Since announcing their departure from the hit TV show in 2013, popular professional pair Flavia Cacace and Vincent Simone have capitalised on the growing enthusiasm for dance, swapping the ballroom for the stage with their own elaborate touring productions.
The Strictly favourites are renowned for their sizzling tango style and with three successful touring productions already under their belt, their brand new stage show, Tango Moderno, promises to be their most thrilling and audacious to date - as well as their last.
"The kind of show we put together, with a big cast, sets, props and lots of group numbers, is always a huge challenge," explains Cacace.
"Every time you start the process you think to yourself, 'OK, I'll do it this time but there's no way we can put ourselves through it again'. Physically and mentally it's so demanding."
Despite declaring their previous production, The Last Tango, as their final tour, the dancing couple were inspired to keep going after having an overspill of creative ideas and choreography, but they remain adamant this tour will be the one they dance out to.
"With The Last Tango we got offered ten weeks in the West End after the tour and we couldn't say no to that because it's such a big opportunity," says Simone.
"We found when creating The Last Tango that we had so many new creative ideas and raw choreography that we just couldn’t accommodate them into that production. One of the reasons we left Strictly was because we wanted new challenges and touring has been a challenge, but there are other things to explore now."
"I don't think we'll change our minds this time," Cacace adds.
"We've done four shows, four stories, four concepts that we're really proud of, but I don't think our feet and backs will want to do seven or eight shows a week after this.

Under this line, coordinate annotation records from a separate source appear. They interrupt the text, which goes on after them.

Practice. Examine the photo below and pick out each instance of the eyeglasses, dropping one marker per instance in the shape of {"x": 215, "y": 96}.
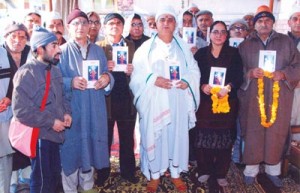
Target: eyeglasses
{"x": 118, "y": 23}
{"x": 77, "y": 23}
{"x": 137, "y": 25}
{"x": 166, "y": 19}
{"x": 237, "y": 28}
{"x": 222, "y": 32}
{"x": 97, "y": 22}
{"x": 15, "y": 37}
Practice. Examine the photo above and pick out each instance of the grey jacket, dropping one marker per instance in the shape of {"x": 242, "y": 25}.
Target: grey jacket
{"x": 29, "y": 88}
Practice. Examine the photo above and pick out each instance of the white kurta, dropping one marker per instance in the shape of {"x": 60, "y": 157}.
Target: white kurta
{"x": 165, "y": 115}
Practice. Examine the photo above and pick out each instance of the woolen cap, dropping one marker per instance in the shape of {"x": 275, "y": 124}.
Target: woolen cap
{"x": 203, "y": 12}
{"x": 167, "y": 9}
{"x": 111, "y": 16}
{"x": 263, "y": 11}
{"x": 76, "y": 13}
{"x": 41, "y": 37}
{"x": 241, "y": 21}
{"x": 14, "y": 26}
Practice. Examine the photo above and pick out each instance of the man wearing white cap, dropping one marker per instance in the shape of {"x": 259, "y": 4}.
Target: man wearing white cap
{"x": 294, "y": 34}
{"x": 204, "y": 20}
{"x": 193, "y": 8}
{"x": 265, "y": 118}
{"x": 32, "y": 18}
{"x": 166, "y": 108}
{"x": 55, "y": 24}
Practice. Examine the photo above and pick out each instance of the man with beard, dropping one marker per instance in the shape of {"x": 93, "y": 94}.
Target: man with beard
{"x": 136, "y": 30}
{"x": 265, "y": 139}
{"x": 32, "y": 18}
{"x": 86, "y": 143}
{"x": 204, "y": 20}
{"x": 95, "y": 26}
{"x": 56, "y": 25}
{"x": 38, "y": 76}
{"x": 119, "y": 103}
{"x": 14, "y": 54}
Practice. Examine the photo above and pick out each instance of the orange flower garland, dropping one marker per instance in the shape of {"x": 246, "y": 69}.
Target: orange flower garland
{"x": 219, "y": 105}
{"x": 261, "y": 101}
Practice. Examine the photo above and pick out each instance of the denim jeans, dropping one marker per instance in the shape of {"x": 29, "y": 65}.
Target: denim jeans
{"x": 237, "y": 147}
{"x": 46, "y": 168}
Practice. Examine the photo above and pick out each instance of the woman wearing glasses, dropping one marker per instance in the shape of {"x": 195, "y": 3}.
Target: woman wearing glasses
{"x": 216, "y": 130}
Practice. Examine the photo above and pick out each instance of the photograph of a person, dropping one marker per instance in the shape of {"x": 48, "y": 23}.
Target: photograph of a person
{"x": 267, "y": 60}
{"x": 125, "y": 5}
{"x": 122, "y": 57}
{"x": 174, "y": 73}
{"x": 218, "y": 78}
{"x": 189, "y": 35}
{"x": 93, "y": 73}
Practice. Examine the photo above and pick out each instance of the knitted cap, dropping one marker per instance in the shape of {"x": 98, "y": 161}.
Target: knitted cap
{"x": 111, "y": 16}
{"x": 167, "y": 9}
{"x": 41, "y": 37}
{"x": 14, "y": 26}
{"x": 76, "y": 13}
{"x": 241, "y": 21}
{"x": 263, "y": 11}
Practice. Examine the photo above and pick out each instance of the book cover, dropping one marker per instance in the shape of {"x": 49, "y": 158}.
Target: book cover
{"x": 120, "y": 57}
{"x": 189, "y": 35}
{"x": 91, "y": 71}
{"x": 217, "y": 76}
{"x": 267, "y": 60}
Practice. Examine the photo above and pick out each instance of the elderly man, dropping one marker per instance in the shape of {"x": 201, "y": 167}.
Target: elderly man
{"x": 204, "y": 20}
{"x": 193, "y": 8}
{"x": 119, "y": 103}
{"x": 55, "y": 24}
{"x": 85, "y": 146}
{"x": 249, "y": 19}
{"x": 136, "y": 30}
{"x": 166, "y": 108}
{"x": 32, "y": 18}
{"x": 265, "y": 119}
{"x": 238, "y": 29}
{"x": 188, "y": 20}
{"x": 95, "y": 26}
{"x": 294, "y": 34}
{"x": 31, "y": 81}
{"x": 14, "y": 54}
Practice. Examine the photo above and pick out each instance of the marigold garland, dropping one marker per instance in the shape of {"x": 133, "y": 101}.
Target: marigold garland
{"x": 219, "y": 105}
{"x": 261, "y": 101}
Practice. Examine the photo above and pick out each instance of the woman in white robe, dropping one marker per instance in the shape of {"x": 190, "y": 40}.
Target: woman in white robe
{"x": 166, "y": 108}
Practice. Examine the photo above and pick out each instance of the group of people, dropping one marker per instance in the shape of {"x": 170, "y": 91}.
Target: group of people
{"x": 190, "y": 121}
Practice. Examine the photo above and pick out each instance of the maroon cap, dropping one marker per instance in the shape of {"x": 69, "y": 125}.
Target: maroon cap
{"x": 76, "y": 13}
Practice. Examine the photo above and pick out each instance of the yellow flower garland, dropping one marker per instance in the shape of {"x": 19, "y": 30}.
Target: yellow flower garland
{"x": 219, "y": 105}
{"x": 261, "y": 101}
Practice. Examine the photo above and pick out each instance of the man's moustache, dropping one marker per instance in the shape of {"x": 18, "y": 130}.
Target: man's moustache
{"x": 58, "y": 32}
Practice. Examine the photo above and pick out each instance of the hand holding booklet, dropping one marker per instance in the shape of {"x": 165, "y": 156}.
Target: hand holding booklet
{"x": 91, "y": 71}
{"x": 120, "y": 57}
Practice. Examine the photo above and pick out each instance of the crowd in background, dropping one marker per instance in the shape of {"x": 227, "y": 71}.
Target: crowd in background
{"x": 166, "y": 82}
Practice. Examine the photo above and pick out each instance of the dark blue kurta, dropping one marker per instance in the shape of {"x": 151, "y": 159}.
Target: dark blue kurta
{"x": 85, "y": 143}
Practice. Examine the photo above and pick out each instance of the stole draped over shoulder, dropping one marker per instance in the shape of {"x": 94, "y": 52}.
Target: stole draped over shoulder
{"x": 165, "y": 115}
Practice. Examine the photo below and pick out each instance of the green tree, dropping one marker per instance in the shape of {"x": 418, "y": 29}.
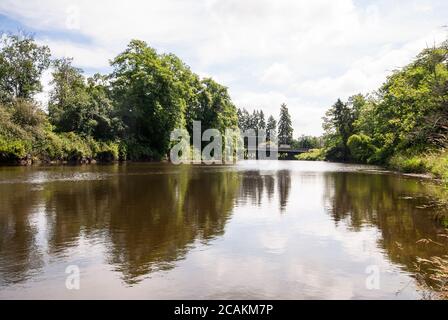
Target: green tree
{"x": 22, "y": 63}
{"x": 271, "y": 128}
{"x": 149, "y": 95}
{"x": 69, "y": 100}
{"x": 285, "y": 130}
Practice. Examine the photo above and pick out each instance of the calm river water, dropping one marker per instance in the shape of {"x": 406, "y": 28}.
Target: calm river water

"There are so many other things we could do – teaching, choreographing, workshops - there's plenty for us to get our feet into and hopefully if we're not on the road all the time we'll enjoy life a little more."
But while Tango Moderno may mark their farewell to touring life, the dance partners of more than two decades and world champions are determined to go out with a bang with their hottest and most ambitious show to date.

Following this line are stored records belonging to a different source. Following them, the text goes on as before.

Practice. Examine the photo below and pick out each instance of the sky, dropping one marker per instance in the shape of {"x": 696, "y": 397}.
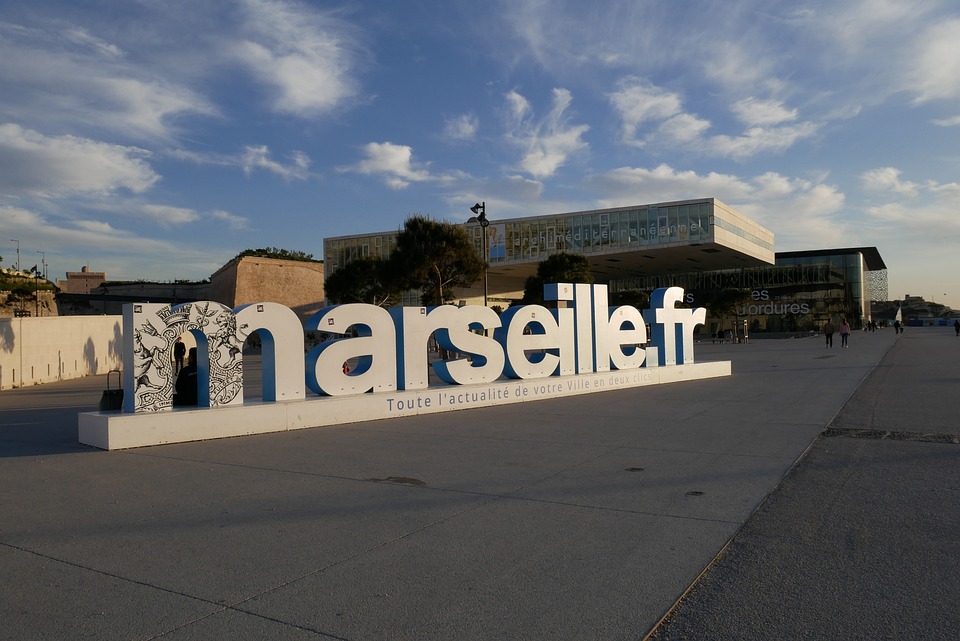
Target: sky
{"x": 157, "y": 139}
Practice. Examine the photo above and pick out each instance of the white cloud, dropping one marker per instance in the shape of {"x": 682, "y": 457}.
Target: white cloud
{"x": 461, "y": 128}
{"x": 168, "y": 215}
{"x": 258, "y": 157}
{"x": 233, "y": 221}
{"x": 654, "y": 117}
{"x": 887, "y": 179}
{"x": 638, "y": 102}
{"x": 935, "y": 72}
{"x": 547, "y": 144}
{"x": 305, "y": 56}
{"x": 394, "y": 162}
{"x": 917, "y": 210}
{"x": 58, "y": 166}
{"x": 948, "y": 122}
{"x": 89, "y": 85}
{"x": 756, "y": 140}
{"x": 762, "y": 113}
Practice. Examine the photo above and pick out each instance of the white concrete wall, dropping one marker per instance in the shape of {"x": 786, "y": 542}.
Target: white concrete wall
{"x": 42, "y": 350}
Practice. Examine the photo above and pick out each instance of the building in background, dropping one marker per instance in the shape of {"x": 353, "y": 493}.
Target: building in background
{"x": 622, "y": 242}
{"x": 81, "y": 282}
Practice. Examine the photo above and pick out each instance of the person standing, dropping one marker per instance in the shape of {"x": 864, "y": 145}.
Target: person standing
{"x": 828, "y": 332}
{"x": 844, "y": 332}
{"x": 185, "y": 390}
{"x": 179, "y": 351}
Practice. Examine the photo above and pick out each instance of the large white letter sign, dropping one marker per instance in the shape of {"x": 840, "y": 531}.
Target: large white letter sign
{"x": 373, "y": 347}
{"x": 673, "y": 327}
{"x": 566, "y": 324}
{"x": 281, "y": 337}
{"x": 149, "y": 332}
{"x": 451, "y": 327}
{"x": 582, "y": 340}
{"x": 627, "y": 334}
{"x": 543, "y": 342}
{"x": 460, "y": 336}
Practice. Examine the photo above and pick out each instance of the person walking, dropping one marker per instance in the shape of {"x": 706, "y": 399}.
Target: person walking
{"x": 844, "y": 332}
{"x": 828, "y": 332}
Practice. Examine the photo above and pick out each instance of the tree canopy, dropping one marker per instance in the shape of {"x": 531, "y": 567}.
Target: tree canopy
{"x": 276, "y": 252}
{"x": 365, "y": 280}
{"x": 558, "y": 268}
{"x": 435, "y": 257}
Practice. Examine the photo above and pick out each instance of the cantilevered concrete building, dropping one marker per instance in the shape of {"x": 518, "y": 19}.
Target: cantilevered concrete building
{"x": 620, "y": 243}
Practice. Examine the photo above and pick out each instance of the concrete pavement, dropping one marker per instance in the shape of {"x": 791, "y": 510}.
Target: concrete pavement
{"x": 578, "y": 518}
{"x": 862, "y": 539}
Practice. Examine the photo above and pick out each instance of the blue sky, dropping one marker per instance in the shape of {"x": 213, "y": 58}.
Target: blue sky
{"x": 156, "y": 139}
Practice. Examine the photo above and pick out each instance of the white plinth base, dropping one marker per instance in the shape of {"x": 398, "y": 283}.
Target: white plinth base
{"x": 118, "y": 430}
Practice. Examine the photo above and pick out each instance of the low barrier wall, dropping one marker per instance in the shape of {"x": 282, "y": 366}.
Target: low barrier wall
{"x": 43, "y": 350}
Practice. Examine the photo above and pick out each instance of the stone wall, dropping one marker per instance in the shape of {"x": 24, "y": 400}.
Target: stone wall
{"x": 253, "y": 279}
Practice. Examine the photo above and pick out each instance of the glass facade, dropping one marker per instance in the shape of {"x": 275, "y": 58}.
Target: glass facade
{"x": 797, "y": 295}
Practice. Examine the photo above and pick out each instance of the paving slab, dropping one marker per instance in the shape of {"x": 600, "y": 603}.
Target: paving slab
{"x": 862, "y": 539}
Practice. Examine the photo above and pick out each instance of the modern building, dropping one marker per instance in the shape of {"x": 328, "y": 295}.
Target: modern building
{"x": 623, "y": 242}
{"x": 723, "y": 260}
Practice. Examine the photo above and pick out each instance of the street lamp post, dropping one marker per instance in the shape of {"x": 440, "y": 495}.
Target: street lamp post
{"x": 480, "y": 209}
{"x": 43, "y": 262}
{"x": 14, "y": 240}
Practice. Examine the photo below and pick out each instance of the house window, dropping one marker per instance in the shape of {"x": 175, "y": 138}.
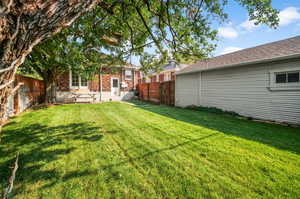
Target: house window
{"x": 287, "y": 77}
{"x": 77, "y": 81}
{"x": 128, "y": 74}
{"x": 293, "y": 77}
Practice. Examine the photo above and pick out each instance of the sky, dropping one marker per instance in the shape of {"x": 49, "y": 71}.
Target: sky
{"x": 239, "y": 33}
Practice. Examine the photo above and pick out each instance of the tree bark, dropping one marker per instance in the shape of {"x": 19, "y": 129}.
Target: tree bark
{"x": 25, "y": 23}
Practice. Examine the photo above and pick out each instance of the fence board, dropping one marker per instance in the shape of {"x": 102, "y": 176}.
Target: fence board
{"x": 158, "y": 92}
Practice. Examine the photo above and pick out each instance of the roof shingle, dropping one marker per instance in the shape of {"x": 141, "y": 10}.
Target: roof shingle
{"x": 268, "y": 51}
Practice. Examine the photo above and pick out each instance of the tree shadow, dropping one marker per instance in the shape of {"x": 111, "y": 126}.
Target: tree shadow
{"x": 40, "y": 145}
{"x": 275, "y": 135}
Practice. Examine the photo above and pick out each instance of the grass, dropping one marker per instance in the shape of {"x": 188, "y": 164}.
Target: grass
{"x": 118, "y": 150}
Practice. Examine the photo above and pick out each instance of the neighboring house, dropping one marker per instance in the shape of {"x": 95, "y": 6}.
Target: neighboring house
{"x": 167, "y": 72}
{"x": 112, "y": 84}
{"x": 261, "y": 82}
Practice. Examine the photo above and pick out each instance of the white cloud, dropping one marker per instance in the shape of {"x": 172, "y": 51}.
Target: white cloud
{"x": 249, "y": 25}
{"x": 228, "y": 32}
{"x": 289, "y": 15}
{"x": 230, "y": 49}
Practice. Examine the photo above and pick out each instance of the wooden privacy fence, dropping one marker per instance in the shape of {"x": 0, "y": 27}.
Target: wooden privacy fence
{"x": 31, "y": 92}
{"x": 158, "y": 92}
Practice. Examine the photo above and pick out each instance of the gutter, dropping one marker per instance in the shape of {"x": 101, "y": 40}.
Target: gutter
{"x": 241, "y": 64}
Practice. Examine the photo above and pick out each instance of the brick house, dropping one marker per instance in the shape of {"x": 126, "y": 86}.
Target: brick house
{"x": 111, "y": 84}
{"x": 167, "y": 72}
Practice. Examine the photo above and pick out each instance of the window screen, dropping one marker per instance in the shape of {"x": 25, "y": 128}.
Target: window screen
{"x": 83, "y": 81}
{"x": 293, "y": 77}
{"x": 115, "y": 83}
{"x": 128, "y": 74}
{"x": 281, "y": 78}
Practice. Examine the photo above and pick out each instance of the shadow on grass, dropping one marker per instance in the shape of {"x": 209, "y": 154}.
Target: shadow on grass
{"x": 278, "y": 136}
{"x": 39, "y": 145}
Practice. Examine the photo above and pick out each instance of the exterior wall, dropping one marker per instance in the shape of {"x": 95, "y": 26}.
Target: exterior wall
{"x": 65, "y": 94}
{"x": 187, "y": 90}
{"x": 245, "y": 90}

"We've done three shows that have all been based around love stories, where we meet, break up and get back together, but we didn't want to come back with another show about the same thing, so this one will be more flamboyant," Cacace explains.
"This time we wanted to push ourselves and use modern songs with choreographically up-to-date storytelling," Simone adds.

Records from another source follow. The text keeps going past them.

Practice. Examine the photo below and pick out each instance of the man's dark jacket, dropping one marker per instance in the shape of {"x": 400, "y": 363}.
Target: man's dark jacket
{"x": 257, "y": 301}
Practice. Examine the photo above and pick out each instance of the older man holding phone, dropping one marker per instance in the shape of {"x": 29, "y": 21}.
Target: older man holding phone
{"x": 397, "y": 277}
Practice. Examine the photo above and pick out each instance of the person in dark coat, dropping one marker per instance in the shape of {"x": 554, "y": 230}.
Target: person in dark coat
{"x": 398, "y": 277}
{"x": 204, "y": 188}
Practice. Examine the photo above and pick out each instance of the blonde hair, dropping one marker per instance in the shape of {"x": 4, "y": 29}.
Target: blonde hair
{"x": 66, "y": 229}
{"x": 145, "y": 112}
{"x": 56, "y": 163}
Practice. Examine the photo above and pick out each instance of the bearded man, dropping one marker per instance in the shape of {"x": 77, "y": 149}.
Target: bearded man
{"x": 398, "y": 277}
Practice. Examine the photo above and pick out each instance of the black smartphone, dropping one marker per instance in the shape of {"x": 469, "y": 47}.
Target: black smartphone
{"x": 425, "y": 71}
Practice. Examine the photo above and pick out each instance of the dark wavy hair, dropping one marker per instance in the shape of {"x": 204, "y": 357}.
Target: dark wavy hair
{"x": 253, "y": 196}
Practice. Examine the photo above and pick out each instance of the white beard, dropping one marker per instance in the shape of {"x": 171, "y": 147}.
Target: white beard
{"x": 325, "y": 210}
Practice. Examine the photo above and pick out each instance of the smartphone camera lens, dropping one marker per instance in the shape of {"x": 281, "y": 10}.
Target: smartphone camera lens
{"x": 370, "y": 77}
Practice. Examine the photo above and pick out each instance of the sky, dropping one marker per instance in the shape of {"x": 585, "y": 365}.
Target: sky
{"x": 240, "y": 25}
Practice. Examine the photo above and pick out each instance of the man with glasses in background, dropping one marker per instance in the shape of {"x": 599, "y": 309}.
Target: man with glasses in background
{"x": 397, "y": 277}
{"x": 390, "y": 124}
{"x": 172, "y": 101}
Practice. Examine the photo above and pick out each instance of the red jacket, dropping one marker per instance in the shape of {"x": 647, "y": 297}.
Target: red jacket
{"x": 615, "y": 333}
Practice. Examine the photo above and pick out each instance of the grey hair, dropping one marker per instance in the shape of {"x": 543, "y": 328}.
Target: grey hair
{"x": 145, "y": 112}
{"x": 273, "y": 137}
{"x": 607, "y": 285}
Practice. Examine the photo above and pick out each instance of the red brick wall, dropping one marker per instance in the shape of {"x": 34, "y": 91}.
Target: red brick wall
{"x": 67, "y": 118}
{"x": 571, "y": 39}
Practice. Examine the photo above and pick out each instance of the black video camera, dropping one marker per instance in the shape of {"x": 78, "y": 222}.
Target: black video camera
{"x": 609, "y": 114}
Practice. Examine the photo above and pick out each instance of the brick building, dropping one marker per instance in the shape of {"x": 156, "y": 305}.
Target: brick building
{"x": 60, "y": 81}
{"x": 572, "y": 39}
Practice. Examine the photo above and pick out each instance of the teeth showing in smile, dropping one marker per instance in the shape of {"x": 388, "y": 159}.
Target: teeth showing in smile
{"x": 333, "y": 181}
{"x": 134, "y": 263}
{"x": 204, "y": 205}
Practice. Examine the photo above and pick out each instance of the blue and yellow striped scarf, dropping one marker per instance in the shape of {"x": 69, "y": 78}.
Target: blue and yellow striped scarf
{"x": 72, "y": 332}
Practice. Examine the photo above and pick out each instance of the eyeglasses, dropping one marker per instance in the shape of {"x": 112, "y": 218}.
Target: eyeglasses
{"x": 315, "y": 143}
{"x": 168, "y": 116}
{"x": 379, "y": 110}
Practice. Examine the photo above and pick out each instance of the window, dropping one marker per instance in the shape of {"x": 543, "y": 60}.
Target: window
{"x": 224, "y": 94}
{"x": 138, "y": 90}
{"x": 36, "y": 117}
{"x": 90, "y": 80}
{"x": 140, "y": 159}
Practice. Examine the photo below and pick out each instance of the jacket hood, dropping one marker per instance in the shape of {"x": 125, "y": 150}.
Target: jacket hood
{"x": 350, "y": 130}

"It's a very modern story that reflects what is happening now, with all of these gadgets and phones and internet dating. We capture the feelings of the moment and evolve it into dance, with an urban poet helping to tell the story.
"We can't keep doing the same thing, so this is really exciting for us."
And despite being joined at the hip for over 20 years, the pair haven't grown tired of performing together just yet.
"It's easy," says Simone.
"We share the same passion and we know how our bodies work together, but there's also a chemistry.
"People say, 'nobody can dance like you do, nobody can do the tango like you do,' and I have to agree. It's that extra magical thing that you can't explain - it just happens."
With a contemporary soundtrack, a captivating storyline and plenty of spectacular dance numbers filled with passion and desire, it's been a labour of love for the professional favourites to create and while they're looking forward to tackling pastures new, they hope the popularity of dance shows will continue long after the final curtain.
"People just love them," Simone enthuses.
"Dance is an art and it can inspire feelings in you - it can make you laugh, it can make you happy, it can make you sad.
"Theatre is the best platform for that and I always say out shows have to be a rollercoaster of emotions."
"Obviously Stricly has made dance popular and it's made it popular amongst men too, which is something that was lacking before," continues Cacace.
"It's about being transported into another world. People can come along for two hours and forget about their lives and their problems, and just enjoy great music and dancing."
Tango Moderno will be on at Leeds Grand Theatre from Tuesday 10 to Saturday 14 April 2018.